Question

The Question About Dp Value In Mutiple Samples Calculated By Ug

1

Entering edit mode

13.1 years ago

Chris ▴ 40

Hi, Enthusiastic people I have my data successfully local realigned, BQSR, and then UG processing. But I find that, in VCF file, the DP value is very large, several hundred, which actually each of my data only is 10x-20x average. The data consist of 50 bams. Is the dp value calculated from 50*(10-20)?

And the UG walker tells me I need about 5 days to complete the process. 150GB size of 50 bams totally, is the time almost right?

Some warnings come out that : WARN 16:49:00,627 ExactAFCalculationModel - this tool is currently set to genotype at most 3 alternate alleles in a given context, but the context at chr1:38228257 has 16 alternate alleles so only the top alleles will be used; see the --max_alternate_alleles argument. Is this matter?

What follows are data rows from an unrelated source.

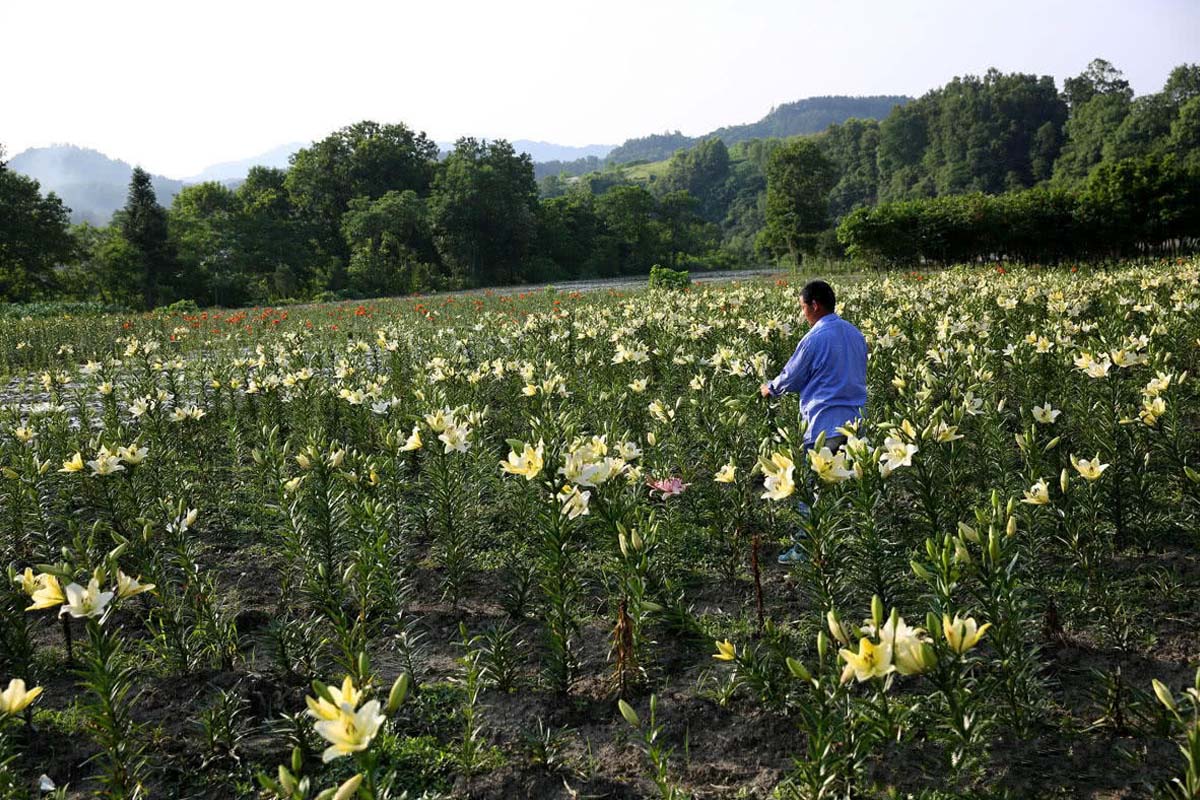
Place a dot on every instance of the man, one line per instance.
(828, 371)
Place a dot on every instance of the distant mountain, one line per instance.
(541, 151)
(809, 115)
(89, 182)
(237, 170)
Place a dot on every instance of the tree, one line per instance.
(363, 160)
(702, 172)
(483, 210)
(275, 239)
(108, 265)
(391, 248)
(1099, 78)
(570, 238)
(34, 238)
(629, 215)
(143, 224)
(203, 224)
(799, 179)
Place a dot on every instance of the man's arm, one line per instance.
(795, 374)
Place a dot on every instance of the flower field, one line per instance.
(502, 546)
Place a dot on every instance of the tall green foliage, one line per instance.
(799, 179)
(143, 223)
(34, 238)
(483, 211)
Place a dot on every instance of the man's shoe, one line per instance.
(793, 555)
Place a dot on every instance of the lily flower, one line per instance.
(1045, 414)
(413, 443)
(85, 602)
(73, 464)
(17, 698)
(127, 587)
(963, 633)
(1038, 494)
(528, 463)
(47, 591)
(871, 661)
(726, 651)
(1089, 469)
(351, 732)
(829, 468)
(778, 471)
(347, 695)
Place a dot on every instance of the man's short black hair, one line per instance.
(820, 292)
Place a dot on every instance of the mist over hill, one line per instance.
(237, 170)
(88, 181)
(94, 186)
(808, 115)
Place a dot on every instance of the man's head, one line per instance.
(817, 300)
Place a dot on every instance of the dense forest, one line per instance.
(1000, 166)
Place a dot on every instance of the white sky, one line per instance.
(177, 85)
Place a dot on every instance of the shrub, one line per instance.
(667, 278)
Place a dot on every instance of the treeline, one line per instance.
(1001, 166)
(370, 210)
(1129, 208)
(976, 136)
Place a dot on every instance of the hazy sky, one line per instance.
(180, 85)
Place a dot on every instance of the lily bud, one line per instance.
(347, 789)
(287, 781)
(630, 715)
(1164, 695)
(835, 629)
(397, 693)
(798, 669)
(323, 692)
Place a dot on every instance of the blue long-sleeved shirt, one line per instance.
(828, 371)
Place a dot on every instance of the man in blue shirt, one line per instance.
(828, 371)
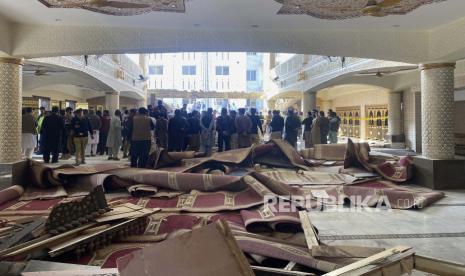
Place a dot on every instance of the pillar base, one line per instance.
(439, 174)
(397, 141)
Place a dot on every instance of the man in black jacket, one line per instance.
(324, 128)
(52, 131)
(292, 126)
(256, 125)
(277, 125)
(81, 130)
(177, 128)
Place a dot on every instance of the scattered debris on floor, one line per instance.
(241, 212)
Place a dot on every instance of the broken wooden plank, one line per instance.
(102, 236)
(42, 242)
(22, 234)
(310, 233)
(369, 260)
(290, 266)
(270, 271)
(436, 266)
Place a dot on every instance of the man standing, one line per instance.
(307, 123)
(161, 109)
(243, 127)
(177, 127)
(81, 130)
(40, 120)
(68, 144)
(316, 128)
(114, 139)
(52, 130)
(193, 131)
(277, 125)
(140, 138)
(334, 123)
(268, 118)
(96, 124)
(223, 127)
(233, 139)
(256, 125)
(29, 133)
(324, 128)
(105, 127)
(292, 127)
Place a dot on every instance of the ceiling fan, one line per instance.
(42, 71)
(381, 74)
(107, 3)
(374, 8)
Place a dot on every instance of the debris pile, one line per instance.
(241, 212)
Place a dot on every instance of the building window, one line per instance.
(251, 75)
(156, 70)
(222, 70)
(189, 70)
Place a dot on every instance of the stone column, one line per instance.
(10, 109)
(395, 128)
(112, 101)
(437, 110)
(325, 106)
(272, 60)
(308, 101)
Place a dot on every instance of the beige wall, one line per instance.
(124, 102)
(361, 99)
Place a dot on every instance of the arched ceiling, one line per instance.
(432, 32)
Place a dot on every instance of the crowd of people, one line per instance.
(138, 132)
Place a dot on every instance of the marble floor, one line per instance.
(437, 231)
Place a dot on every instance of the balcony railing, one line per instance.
(117, 71)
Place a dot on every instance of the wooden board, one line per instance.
(436, 266)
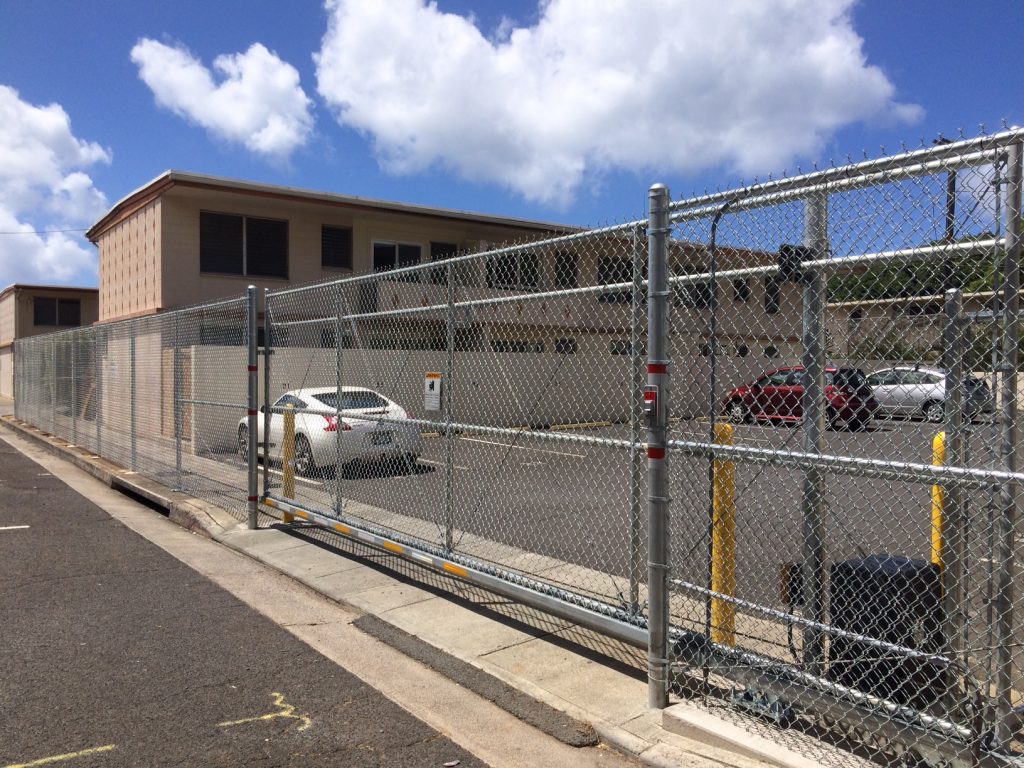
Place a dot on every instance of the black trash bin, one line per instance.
(896, 600)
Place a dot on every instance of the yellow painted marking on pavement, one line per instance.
(459, 571)
(285, 711)
(62, 758)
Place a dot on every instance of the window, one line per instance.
(741, 290)
(230, 244)
(48, 310)
(612, 270)
(396, 255)
(772, 294)
(565, 346)
(439, 252)
(515, 271)
(336, 247)
(566, 272)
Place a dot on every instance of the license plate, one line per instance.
(380, 438)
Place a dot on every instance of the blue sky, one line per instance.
(564, 111)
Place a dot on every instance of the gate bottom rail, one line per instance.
(914, 729)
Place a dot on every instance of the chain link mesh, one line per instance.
(844, 438)
(528, 457)
(159, 395)
(821, 358)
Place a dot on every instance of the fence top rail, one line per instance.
(955, 151)
(631, 228)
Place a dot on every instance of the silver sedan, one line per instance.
(920, 391)
(363, 424)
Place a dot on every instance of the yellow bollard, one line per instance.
(288, 459)
(938, 499)
(723, 559)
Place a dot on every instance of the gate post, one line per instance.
(131, 396)
(636, 422)
(656, 409)
(815, 239)
(252, 409)
(1006, 522)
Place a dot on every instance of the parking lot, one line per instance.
(569, 499)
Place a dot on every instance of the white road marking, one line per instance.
(522, 448)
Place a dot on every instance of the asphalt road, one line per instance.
(115, 653)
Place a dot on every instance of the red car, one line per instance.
(778, 395)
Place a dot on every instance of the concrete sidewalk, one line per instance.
(589, 677)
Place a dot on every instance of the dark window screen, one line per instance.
(566, 272)
(220, 243)
(69, 312)
(44, 311)
(266, 248)
(336, 247)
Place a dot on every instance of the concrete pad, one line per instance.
(445, 625)
(699, 725)
(610, 694)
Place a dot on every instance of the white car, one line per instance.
(371, 426)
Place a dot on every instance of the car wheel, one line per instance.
(737, 413)
(934, 412)
(304, 464)
(244, 443)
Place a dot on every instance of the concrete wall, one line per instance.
(7, 372)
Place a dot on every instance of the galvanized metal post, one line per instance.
(98, 387)
(657, 458)
(53, 385)
(953, 517)
(338, 359)
(446, 391)
(74, 388)
(267, 351)
(816, 239)
(1006, 521)
(637, 378)
(252, 369)
(131, 393)
(177, 403)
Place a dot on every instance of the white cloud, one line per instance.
(644, 85)
(43, 186)
(258, 101)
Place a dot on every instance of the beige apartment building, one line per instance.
(184, 239)
(30, 310)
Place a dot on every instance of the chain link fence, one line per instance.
(156, 395)
(844, 467)
(770, 434)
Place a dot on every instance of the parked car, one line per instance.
(324, 439)
(777, 396)
(909, 391)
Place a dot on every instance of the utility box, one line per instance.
(896, 600)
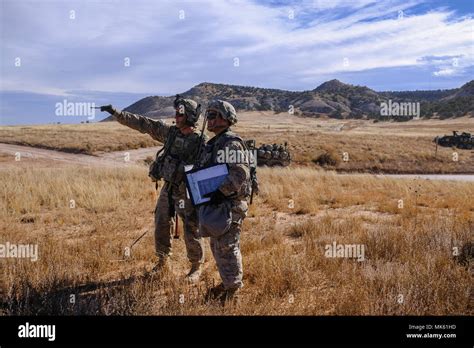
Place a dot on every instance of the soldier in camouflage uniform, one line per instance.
(221, 218)
(181, 146)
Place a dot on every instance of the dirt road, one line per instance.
(12, 154)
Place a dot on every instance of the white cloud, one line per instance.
(171, 54)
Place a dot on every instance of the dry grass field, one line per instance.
(83, 212)
(409, 267)
(91, 138)
(351, 145)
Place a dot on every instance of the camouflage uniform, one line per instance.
(225, 245)
(173, 194)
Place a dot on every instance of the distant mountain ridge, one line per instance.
(332, 98)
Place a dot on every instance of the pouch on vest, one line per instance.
(215, 219)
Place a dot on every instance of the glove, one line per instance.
(216, 197)
(109, 108)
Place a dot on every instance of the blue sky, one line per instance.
(118, 51)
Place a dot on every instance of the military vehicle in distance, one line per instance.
(271, 155)
(461, 141)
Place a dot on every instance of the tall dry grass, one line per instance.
(408, 251)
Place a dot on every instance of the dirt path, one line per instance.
(43, 156)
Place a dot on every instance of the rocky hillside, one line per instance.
(332, 98)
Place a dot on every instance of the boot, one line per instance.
(230, 296)
(215, 292)
(194, 272)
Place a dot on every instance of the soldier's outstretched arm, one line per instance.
(156, 128)
(239, 173)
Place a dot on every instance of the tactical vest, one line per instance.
(179, 150)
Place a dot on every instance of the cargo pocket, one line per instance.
(215, 219)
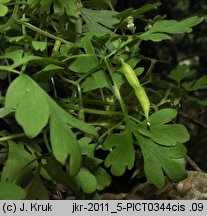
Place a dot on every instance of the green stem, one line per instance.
(13, 136)
(40, 31)
(107, 125)
(93, 111)
(107, 132)
(5, 68)
(117, 93)
(46, 141)
(78, 88)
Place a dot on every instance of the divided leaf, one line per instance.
(161, 133)
(3, 10)
(64, 143)
(161, 159)
(10, 191)
(36, 189)
(85, 63)
(199, 84)
(167, 135)
(102, 177)
(181, 72)
(95, 81)
(122, 154)
(102, 20)
(161, 28)
(18, 162)
(39, 45)
(86, 180)
(33, 108)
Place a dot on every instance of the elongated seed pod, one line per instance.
(139, 90)
(130, 75)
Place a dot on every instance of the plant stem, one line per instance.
(93, 111)
(5, 68)
(117, 93)
(42, 32)
(78, 88)
(13, 136)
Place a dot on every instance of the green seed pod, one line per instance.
(144, 101)
(139, 90)
(130, 75)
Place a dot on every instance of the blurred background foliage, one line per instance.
(190, 49)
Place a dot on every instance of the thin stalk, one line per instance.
(107, 125)
(13, 136)
(5, 68)
(42, 32)
(93, 111)
(78, 88)
(46, 141)
(117, 93)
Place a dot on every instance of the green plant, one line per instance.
(64, 97)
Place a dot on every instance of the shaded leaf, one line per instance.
(5, 111)
(101, 20)
(160, 159)
(39, 45)
(85, 63)
(18, 162)
(3, 10)
(64, 143)
(181, 72)
(161, 27)
(95, 81)
(121, 154)
(32, 111)
(36, 189)
(167, 135)
(102, 177)
(86, 180)
(199, 84)
(10, 191)
(162, 116)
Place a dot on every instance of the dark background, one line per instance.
(192, 47)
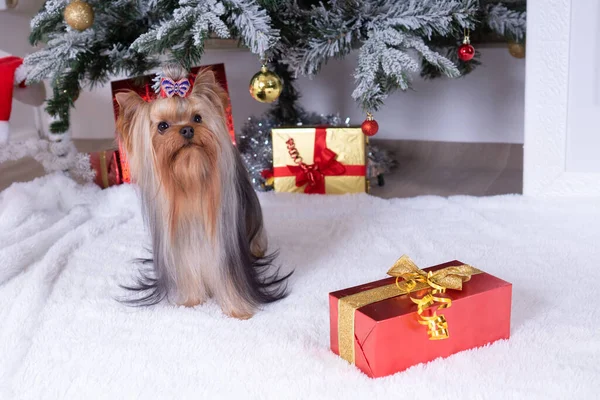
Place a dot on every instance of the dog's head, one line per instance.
(182, 133)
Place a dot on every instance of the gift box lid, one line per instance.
(401, 305)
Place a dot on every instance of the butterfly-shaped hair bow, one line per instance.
(171, 88)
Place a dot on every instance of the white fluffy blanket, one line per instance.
(64, 250)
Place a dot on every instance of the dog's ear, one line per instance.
(129, 103)
(206, 85)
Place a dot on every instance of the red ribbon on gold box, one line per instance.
(319, 160)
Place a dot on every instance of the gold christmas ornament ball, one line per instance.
(79, 15)
(265, 86)
(516, 50)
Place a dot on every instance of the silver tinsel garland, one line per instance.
(256, 148)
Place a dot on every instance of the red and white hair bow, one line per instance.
(170, 88)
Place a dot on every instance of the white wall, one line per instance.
(485, 106)
(583, 140)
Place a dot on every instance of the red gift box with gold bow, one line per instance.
(416, 316)
(319, 160)
(142, 85)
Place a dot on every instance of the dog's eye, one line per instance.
(162, 126)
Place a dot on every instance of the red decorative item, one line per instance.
(325, 164)
(466, 52)
(370, 127)
(8, 67)
(386, 335)
(143, 86)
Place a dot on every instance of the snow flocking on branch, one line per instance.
(384, 61)
(507, 22)
(254, 24)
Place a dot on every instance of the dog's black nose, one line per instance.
(187, 132)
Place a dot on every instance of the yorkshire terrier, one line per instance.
(204, 217)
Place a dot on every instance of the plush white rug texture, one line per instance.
(65, 248)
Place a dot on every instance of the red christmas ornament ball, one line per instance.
(370, 127)
(466, 52)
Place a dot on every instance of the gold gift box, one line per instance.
(349, 149)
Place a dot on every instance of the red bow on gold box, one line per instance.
(319, 160)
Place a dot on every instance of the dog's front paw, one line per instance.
(239, 314)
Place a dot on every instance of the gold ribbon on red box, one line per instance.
(413, 280)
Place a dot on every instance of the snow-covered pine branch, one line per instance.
(385, 62)
(427, 17)
(189, 25)
(254, 25)
(52, 61)
(506, 22)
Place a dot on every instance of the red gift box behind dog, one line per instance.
(143, 86)
(385, 336)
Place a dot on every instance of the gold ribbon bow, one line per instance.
(438, 281)
(414, 280)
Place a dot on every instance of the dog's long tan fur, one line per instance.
(204, 217)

The command I use for UG: java -jar -Djava.io.tmpdir=/data1/tmp /path/GenomeAnalysisTK-1.6-7-g2be5704/GenomeAnalysisTK.jar -R /path/ucsc.hg19.fasta -I /path/bam.list -T UnifiedGenotyper -D /data1/gatk/dbsnp_135.hg19.vcf -o SRR_50bam.raw.vcf -glm BOTH

a sample SNP in result: chrM 152 rs117135796 T C 3176.34 . AC=27;AF=0.307;AN=88;BaseQRankSum=-3.503;DB;DP=530;Dels=0.01;FS=3.082;HRun=1;HaplotypeScore=5.2820;InbreedingCoeff=0.6907;MQ=35.09;MQ0=13;MQRankSum=-8.934;QD=16.90;ReadPosRankSum=1.860;SB=-1671.05 GT:AD:DP:GQ:PL 1/1:0,14:14:42.04:395,42,0 ./. 0/0:5,0:6:12.02:0,12,121 0/0:9,0:9:18.02:0,18,176 0/0:14,0:14:42.06:0,42,428 1/1:0,7:7:21.03:202,21,0 0/0:8,0:9:21.04:0,21,209 0/1:1,3:4:22.54:44,0,23 0/0:6,0:6:18.04:0,18,182 0/0:14,1:15:23.98:0,24,209 0/0:14,1:15:23.98:0,24,209 0/0:13,0:13:36.06:0,36,358 1/1:0,20:20:48.06:454,48,0 0/0:8,0:8:12.03:0,12,132 0/0:21,0:21:57.11:0,57,582 1/1:0,10:10:24.02:223,24,0 1/1:0,20:20:57.06:542,57,0 0/0:26,2:30:56.99:0,57,523 0/0:15,1:17:33.06:0,33,337 0/0:19,0:19:45.11:0,45,479 0/0:8,0:8:24.06:0,24,253 0/0:7,0:7:21.01:0,21,194 0/0:21,0:21:51.07:0,51,490 1/1:0,13:13:32.96:284,33,0 1/1:0,9:9:17.99:153,18,0 0/0:19,0:19:51.07:0,51,505 0/1:4,13:17:75.62:181,0,76 0/0:20,0:20:48.05:0,48,457 0/0:12,0:12:18.01:0,18,166 1/1:0,13:15:26.99:240,27,0 0/0:12,0:12:30.01:0,30,280 1/1:0,14:14:39.05:384,39,0 1/1:0,20:20:9.01:85,9,0 0/0:3,0:3:9.02:0,9,94 0/0:16,0:16:45.06:0,45,441 0/0:26,0:26:69.06:0,69,663 0/1:6,7:13:99:134,0,118 1/1:0,3:3:3.01:31,3,0 0/0:3,0:4:3:0,3,29

I have search this forum for my question, but still confused, Sorry for my unprofessional question and appreciate for your help. Thanks

gatk • 2.7k views

ADD COMMENT • link updated 11.7 years ago by Biostar 20 • written 13.1 years ago by Chris ▴ 40

score 1 · Answer 1 · 2012-05-29

the fields on the INFO column of a vcf file are meant to be descriptive for the entire set analyzed, so if you are calling multiple samples the DP on the INFO column (defined as "Approximate read depth") would be the read depth of that site on all samples. if you look carefully on the samples' columns, the ones that use the GT:AD:DP:GQ:PL format, you will have there the DP value for each sample.

regarding time performance, it takes on our cluster ~2h to process ~100 bams of ~1G each, so your 50 bams of ~150G each would take ~6 days. considering that GATK constantly updates the time needed, I guess seeing a 5 days notice on yours when starting would be expected. have in mind though that UnifiedGenotyper can be used in parallel mode through the -nt option, which drastically reduces your timings. on the wiki there is a page about GATK parallelism, where it is stated that using 8 threads if possible would be the best scale. we simply use 2 and we get almost exactly half the original times.